With his gift for melody and phrasing, Hayden turned the hangdog neighbourhood narrative, "Bad As They Seem" into a hit. It was a post-Beck, loser chic world and Hayden was adept at finding the humour in pain, while making sophisticated folk music sound deceptively simple. Everything has a hint of indifference content-wise, but this is usually belied by the obvious thought that's apparent in its structures and arrangements. There's timeless power here for sure; the slacker ballad "We Don't Mind" made the hairs on my body stand up on end via muscle memory alone.
 
The hyper-sincerity of the era, most obviously exemplified by Soundgarden and Pearl Jam, sneaks its way into songs like the dark, compelling "Skates," or the grunge groove of "In September," which each feature screaming fits one cannot imagine Hayden engaging in today. He'd do these kinds of things live and it seemed crazed — a seated, shaven-headed dude throttling an acoustic guitar like it had wronged him, while seemingly hell-bent on expelling all of the throbbing veins from his head.
 
But "Lounging," which, particularly in the secondary version included here, recalls Jim Guthrie's own home-rock vocal orchestrations and, more significantly, sounds like something Hayden would present to us tomorrow.
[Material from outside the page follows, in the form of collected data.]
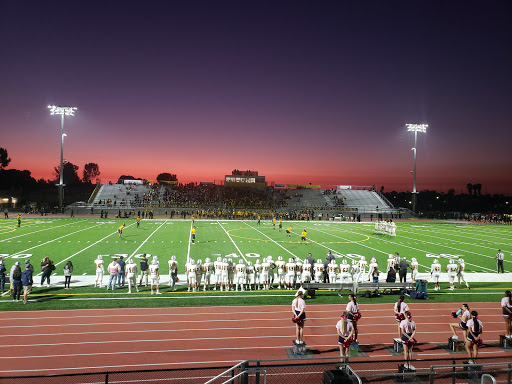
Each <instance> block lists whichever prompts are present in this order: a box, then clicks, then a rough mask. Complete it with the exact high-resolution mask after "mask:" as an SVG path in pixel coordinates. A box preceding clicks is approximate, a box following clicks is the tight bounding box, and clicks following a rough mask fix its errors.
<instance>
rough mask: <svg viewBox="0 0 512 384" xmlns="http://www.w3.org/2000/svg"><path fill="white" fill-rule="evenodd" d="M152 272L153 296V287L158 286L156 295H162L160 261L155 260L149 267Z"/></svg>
mask: <svg viewBox="0 0 512 384" xmlns="http://www.w3.org/2000/svg"><path fill="white" fill-rule="evenodd" d="M149 271H150V274H151V276H150V280H151V294H152V295H153V286H154V285H156V294H157V295H161V293H160V272H159V271H158V261H157V260H156V259H153V261H152V262H151V265H150V266H149Z"/></svg>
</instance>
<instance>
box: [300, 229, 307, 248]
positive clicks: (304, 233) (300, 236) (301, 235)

There was also this sense that, even as a sad sack, Hayden was a goofball; "Original Recipes" is just him providing an amusing chicken club sandwich recipe, in manipulated voice, like a stoner.
 
There was and is a certain joy you can harness when you first discover that you can make records for and by yourself, and the machines — the four-tracks and other portable studios — are very much part of the aesthetic here. It's notable also that, at this point, Hayden already knew his voice pretty well but Everything I Long For is the sound of him fine-tuning it and putting his whole, formidable artistic range on display.